As American consumers and the Federal Reserve grapple with President Donald Trump’s tariffs and their effect on inflation, the rest of the global economy may actually see some price relief.

In the U.S., tariffs haven’t raised prices as much as anticipated, so far, but inflation is still ticking higher, representing an obstacle for highly anticipated rate cuts from the Federal Reserve.

The latest consumer price index (CPI) increased at an annual rate of 2.7% in July, below forecasts for a 2.8% gain and flat versus June’s pace. But the core CPI still accelerated to 3.1% from 2.9%, and Capital Economics expects the impact of tariffs to gradually ramp up during the remainder of the year.

Outside the U.S., however, the picture looks different.

“We doubt that U.S. tariffs will significantly affect inflation in the rest of the world, but if anything, the effect could be mildly disinflationary,” Capital Economics’ Simon MacAdam and Ariane Curtis wrote in a note on Wednesday.

That’s because most countries have not retaliated against Trump’s tariffs with duties of their own on U.S. goods, they explained. And in some cases, levies on U.S. imports have actually come down.

For example, in the trade deal Trump negotiated with Indonesia, the Southeast Asian country agreed to eliminate tariffs on nearly all U.S. goods. But the U.S. has imposed a 19% duty on Indonesian imports.

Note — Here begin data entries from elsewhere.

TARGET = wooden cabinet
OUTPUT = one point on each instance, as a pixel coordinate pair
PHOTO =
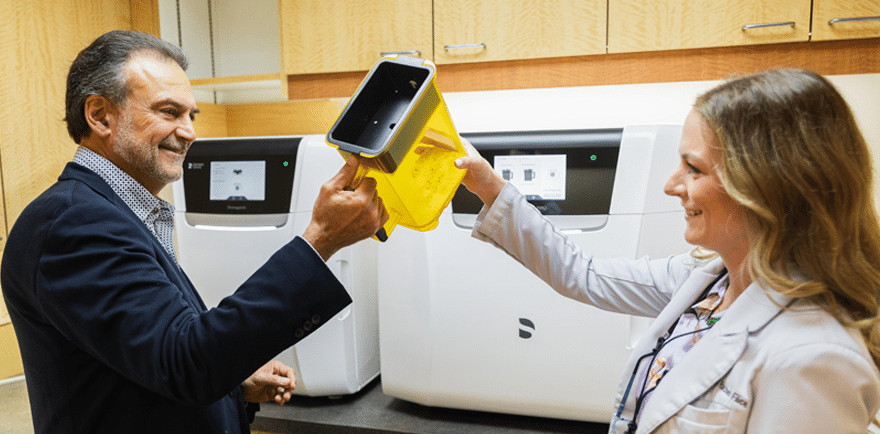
(319, 36)
(648, 25)
(845, 19)
(469, 31)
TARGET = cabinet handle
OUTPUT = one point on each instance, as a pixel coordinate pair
(852, 20)
(391, 53)
(459, 46)
(758, 26)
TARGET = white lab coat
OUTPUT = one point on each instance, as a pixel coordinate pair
(761, 369)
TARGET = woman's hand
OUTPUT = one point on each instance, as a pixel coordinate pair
(481, 178)
(275, 381)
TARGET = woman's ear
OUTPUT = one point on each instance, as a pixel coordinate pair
(101, 115)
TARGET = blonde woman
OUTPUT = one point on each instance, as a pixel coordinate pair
(775, 330)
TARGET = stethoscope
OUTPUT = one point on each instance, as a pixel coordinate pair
(661, 342)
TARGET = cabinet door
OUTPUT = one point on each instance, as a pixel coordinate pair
(319, 36)
(477, 31)
(845, 19)
(647, 25)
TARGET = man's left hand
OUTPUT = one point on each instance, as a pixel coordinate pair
(275, 381)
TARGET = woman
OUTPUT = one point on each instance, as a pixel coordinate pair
(776, 330)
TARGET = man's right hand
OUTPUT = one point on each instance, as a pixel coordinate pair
(341, 216)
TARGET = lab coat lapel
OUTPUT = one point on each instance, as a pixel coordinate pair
(683, 299)
(705, 365)
(713, 357)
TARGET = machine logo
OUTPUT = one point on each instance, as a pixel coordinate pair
(525, 332)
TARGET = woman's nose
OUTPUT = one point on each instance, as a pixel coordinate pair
(673, 185)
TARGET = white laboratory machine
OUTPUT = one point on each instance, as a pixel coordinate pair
(463, 325)
(240, 200)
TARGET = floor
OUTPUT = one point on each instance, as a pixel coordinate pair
(15, 412)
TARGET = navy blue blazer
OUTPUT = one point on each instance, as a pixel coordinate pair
(114, 337)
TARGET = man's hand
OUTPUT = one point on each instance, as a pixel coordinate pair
(275, 381)
(341, 216)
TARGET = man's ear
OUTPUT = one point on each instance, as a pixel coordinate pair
(101, 115)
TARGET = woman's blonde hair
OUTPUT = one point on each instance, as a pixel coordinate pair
(792, 154)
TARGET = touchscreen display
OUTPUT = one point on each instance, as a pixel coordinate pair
(238, 180)
(561, 172)
(248, 175)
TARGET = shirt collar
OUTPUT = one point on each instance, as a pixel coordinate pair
(135, 195)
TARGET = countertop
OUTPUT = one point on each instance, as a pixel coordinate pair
(371, 411)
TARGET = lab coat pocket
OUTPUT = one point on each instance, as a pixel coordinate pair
(696, 420)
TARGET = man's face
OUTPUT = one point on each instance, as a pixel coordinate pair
(155, 127)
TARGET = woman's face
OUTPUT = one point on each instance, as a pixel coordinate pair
(714, 220)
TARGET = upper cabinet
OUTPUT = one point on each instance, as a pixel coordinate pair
(648, 25)
(478, 31)
(850, 19)
(320, 36)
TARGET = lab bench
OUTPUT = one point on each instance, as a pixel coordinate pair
(371, 411)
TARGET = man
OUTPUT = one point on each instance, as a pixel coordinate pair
(113, 336)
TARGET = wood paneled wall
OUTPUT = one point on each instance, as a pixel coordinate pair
(830, 58)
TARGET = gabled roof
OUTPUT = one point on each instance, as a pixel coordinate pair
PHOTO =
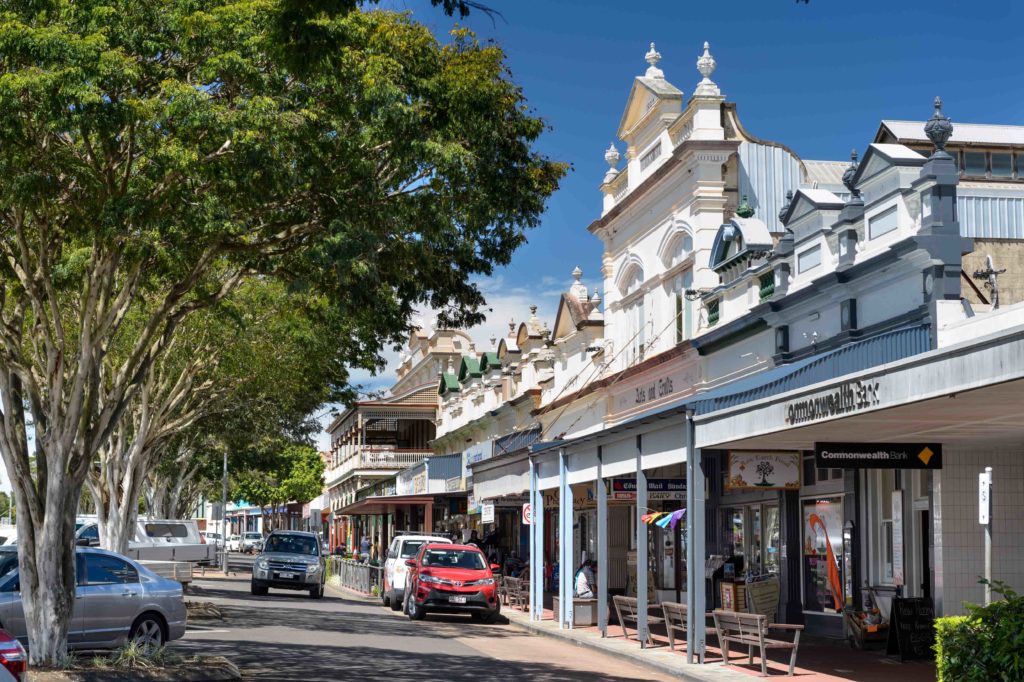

“What’s more, the hit to global demand should dampen price pressures, at the margin, while a redirection of Chinese exports away from the U.S. to other markets could reduce import prices,” Capital Economics added.

By contrast, more inflationary pressure looks headed for American consumers. While companies haven’t been passing on much of the tariff-related costs, that can’t last much longer, MacAdam and Curtis warned.

Retailers have been willing to absorb the initial cost of tariffs by sacrificing their margins, and surveys indicate U.S. companies have seen significant cost hikes—unlike in the rest of the world.

“With many trade deals agreed, there is now greater certainty about where tariffs will end up, which should allow retailers to finally raise their prices,” they added.

Deflation in China

Not all economies will experience tariffs the same way. In fact, China will suffer a more severe impact as U.S. tariffs on Beijing are steeper than on most other countries.

That represents a deflationary shock for the world’s second largest economy, according to Robin Brooks, a senior fellow at the Brookings Institution and former chief economist at the Institute of International Finance.

China’s economy is already flirting with deflation, as consumer prices have been anemic while producer prices have been falling. The trade war should worsen the situation.

China’s exports to the U.S. have plunged in recent months while they have jumped elsewhere, Brooks wrote in a Substack post last month. He thinks China is using nearby countries that face lower duties to transship goods to the U.S. while also ramping up exports to other non-U.S. markets as a final destination.

Both put deflationary pressure on China. Transshipping exports via third countries adds to transportation costs and lowers profits for Chinese companies. Meanwhile, exporting more goods to other markets requires prices to come down to generate demand.

“In either case, the profitability of Chinese exporters is adversely hit,” Brooks explained. “For a country like China, which is massively export-dependent and already teetering on deflation, that’s a worrying prospect.”